What Does The Future Hold For the Roller Coaster?

This was originally published on Gizmodo UK back in 2018. I was reminded of its existence after getting in touch with Brendon again for comment on a news piece I did on the Evening Standard. As the original feature is lost to the internet since the Gizmodo UK closed in 2020, I figured there was no harm in republishing it here for posterity.


If you’ve ever witnessed innocent digital thrill seekers thrown off a poorly-conceived ride on RollerCoaster Tycoon, you’ll know that the design of thrill rides is best left to the professionals. Brendan Walker is one such professional, and at New Scientist Live this weekend, he revealed some of the physics, mathematics, psychology and biology you need to have a grip on to ensure people are left scared, but not scared.

Let’s take the loop-the-loop, for example. The first instance of this, from 1901 in Coney Island, was just that: a single loop-the-loop. And it worked well… if you didn’t mind a chance of whiplash and head trauma.
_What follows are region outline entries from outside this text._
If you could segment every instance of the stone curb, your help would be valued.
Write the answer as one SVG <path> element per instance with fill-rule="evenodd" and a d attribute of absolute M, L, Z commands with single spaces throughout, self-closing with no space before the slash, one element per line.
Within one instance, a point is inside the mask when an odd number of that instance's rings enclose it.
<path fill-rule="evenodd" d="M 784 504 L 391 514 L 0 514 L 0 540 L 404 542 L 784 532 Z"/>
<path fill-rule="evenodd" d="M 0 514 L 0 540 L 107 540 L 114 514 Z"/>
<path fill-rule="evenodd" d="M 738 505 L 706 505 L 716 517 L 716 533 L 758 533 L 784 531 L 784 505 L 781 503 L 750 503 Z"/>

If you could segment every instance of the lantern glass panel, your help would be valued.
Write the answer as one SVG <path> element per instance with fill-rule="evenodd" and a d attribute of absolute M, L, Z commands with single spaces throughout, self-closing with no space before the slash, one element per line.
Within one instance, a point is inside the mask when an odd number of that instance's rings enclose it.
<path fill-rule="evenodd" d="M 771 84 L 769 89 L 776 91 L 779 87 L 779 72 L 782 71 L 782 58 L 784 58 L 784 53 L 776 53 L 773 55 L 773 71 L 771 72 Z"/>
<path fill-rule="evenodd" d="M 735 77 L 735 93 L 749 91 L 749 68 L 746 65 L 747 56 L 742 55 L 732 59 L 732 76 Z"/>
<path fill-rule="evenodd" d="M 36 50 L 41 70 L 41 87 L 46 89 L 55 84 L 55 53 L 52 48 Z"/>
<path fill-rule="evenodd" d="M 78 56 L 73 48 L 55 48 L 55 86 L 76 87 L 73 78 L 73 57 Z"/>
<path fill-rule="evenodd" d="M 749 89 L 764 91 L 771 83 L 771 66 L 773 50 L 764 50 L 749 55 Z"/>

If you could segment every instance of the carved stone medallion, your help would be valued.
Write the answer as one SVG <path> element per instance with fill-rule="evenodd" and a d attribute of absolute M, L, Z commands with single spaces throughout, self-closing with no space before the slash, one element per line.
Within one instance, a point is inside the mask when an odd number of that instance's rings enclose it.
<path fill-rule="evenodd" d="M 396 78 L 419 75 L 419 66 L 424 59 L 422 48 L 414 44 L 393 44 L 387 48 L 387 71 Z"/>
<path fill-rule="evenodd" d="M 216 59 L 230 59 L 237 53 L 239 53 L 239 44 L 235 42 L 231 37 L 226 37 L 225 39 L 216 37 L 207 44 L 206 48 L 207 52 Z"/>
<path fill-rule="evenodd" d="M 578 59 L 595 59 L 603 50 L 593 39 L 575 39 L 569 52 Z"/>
That’s always a risk if you face 10Gs of force in an instant.

Over a century on, and Walker can speak fluently about what you need to achieve this feat not just with vehicles, but with people on a slide – as a TV crew once asked him to try. “Firstly we need potential energy - height at the top of the slide,” he explains. “As we go down the slide, that's converted into kinetic energy which gives us velocity and the speed we need. As we go into the loop we need centripetal force, which sticks you to corners. The centripetal force still needs to be large enough when you get to the top that the effects of gravity don't overweigh it and you drop out.”

The problem with that? You can’t throw people down a slide at 10Gs for obvious safety reasons. Ride designers get around this with something called the clothoid loop: two circles of different diameter. You hit a looser loop first with a low centripetal force, minimising g-force levels and, as velocity drops, you can safely go into a second tighter loop. That’s why you no longer have nurses station at the end of rides to treat for head trauma. Despite the warning precedents, Walker managed a single-loop vehicle-free loop-the-loop, but it never made it onto our screens as it was still viewed as too dangerous.


Thrill factor

But there’s more to making an engaging thrill ride than just physics and avoiding injury, and much of it is down to psychology. Working off questionnaires, interviews and biological responses including neurological monitoring, heart-rate variability, skin sweat and pupil dilation, Walker has his own equation for this which squares arousal against pleasure:


“Our levels of arousal track quite closely the changing forces on a roller coaster, but that is only half the picture because thrill also relies on the element of pleasure which is a far more subjective part of human experience, and that's where the artistry comes into it,” Walker explains to me on the phone a few weeks before his talk.

The main thing, you see, is that optimal thrill factor comes from the contrasts inherent in ride design: you need the lows to appreciate the highs, in other words. “We experience thrill when there's a rapid and large increase of pleasure and arousal together,” he explains. “You get this rush of dopamine and adrenaline - that's starting from a base point. If you can pull them lower and make them feel fearful, create displeasure, then not only will the release from this displeasure cause thrill, but if you can give them something that's exciting, fun and cathartic and will make them laugh afterwards, then the move in that thrilling trajectory is even greater.”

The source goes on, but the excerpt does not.